List files on HTTP/FTP server in R

Asked 25/8, 2015 at 20:37 Answered 23/6, 2020 at 18:12

Solved regex r html-parsing text-parsing

I'm trying to get list of files on HTTP/FTP server from R!, so that in next step I will be able to download them (or select some of files which meet my criteria to download).

I know that it is possible to use external program in web browser (download manager) which will allow me to select files to download from current web page/ftp. However, I wish to have everything scripted, so that it will be easier for me to reproduce.

I thought about calling Python from R! (since it seems much easier), but I tried to do that entirely in R!

I wrote following lines

require("RCurl") 
result <- getURL("http://server",verbose=TRUE,ftp.use.epsv=TRUE, dirlistonly = TRUE)

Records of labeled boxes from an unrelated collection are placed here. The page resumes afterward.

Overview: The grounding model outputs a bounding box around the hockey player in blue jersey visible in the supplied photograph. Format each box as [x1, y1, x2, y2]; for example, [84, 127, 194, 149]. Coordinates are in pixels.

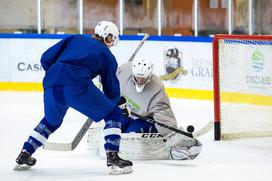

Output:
[15, 21, 132, 174]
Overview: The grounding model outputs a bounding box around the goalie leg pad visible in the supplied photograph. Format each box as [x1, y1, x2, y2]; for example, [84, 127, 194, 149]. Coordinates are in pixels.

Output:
[169, 140, 202, 160]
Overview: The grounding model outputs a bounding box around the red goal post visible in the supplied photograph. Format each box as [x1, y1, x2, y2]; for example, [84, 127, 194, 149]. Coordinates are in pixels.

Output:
[213, 35, 272, 140]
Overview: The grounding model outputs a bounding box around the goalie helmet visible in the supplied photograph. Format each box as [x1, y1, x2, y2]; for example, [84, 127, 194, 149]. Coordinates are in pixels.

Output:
[132, 58, 153, 93]
[94, 21, 119, 47]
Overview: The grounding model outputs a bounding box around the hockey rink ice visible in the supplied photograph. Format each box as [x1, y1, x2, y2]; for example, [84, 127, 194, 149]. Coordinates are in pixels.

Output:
[0, 91, 272, 181]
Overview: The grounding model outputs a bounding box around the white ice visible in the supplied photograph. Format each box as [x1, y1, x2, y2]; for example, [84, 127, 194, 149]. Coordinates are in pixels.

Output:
[0, 92, 272, 181]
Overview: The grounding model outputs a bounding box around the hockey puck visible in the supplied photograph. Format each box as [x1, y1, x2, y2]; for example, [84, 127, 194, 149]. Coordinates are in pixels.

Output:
[187, 125, 195, 133]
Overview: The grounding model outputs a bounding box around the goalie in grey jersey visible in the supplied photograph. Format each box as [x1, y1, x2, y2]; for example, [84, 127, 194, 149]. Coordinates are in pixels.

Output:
[117, 58, 202, 160]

Result variable is character type:

typeof(result)
[1] "character"

Sample content is as follows:

Interesting file_20150629.txt20 Aug-2015 09:31 289K\nInteresting file_20150630.txt20 Aug-2015 09:31 293K\nInteresting file_20150701.txt20 Aug-2015 09:31 301K\nInteresting file_20150702.txt20 Aug-2015 09:31 304K\nInteresting file_20150703.txt20 Aug-2015 09:31 301K\nInteresting file_20150704.txt20 Aug-2015 09:31 300K\nInteresting file_20150705.txt20 Aug-2015 09:31 300K\nInteresting file_20150706.txt20 Aug-2015 09:31 305K\nInteresting file_20150707.txt20 Aug-2015 09:31 305K\nInteresting file_20150708.txt20 Aug-2015 09:31 301K\nInteresting file_20150709.txt20 Aug-2015 09:31 294K\n
\n\n\n"

So now, I'm trying to parse result content:

myFiles <- strsplit(result,'<a[^>]* href=\\"([^"]*.txt)\\"')[[1]]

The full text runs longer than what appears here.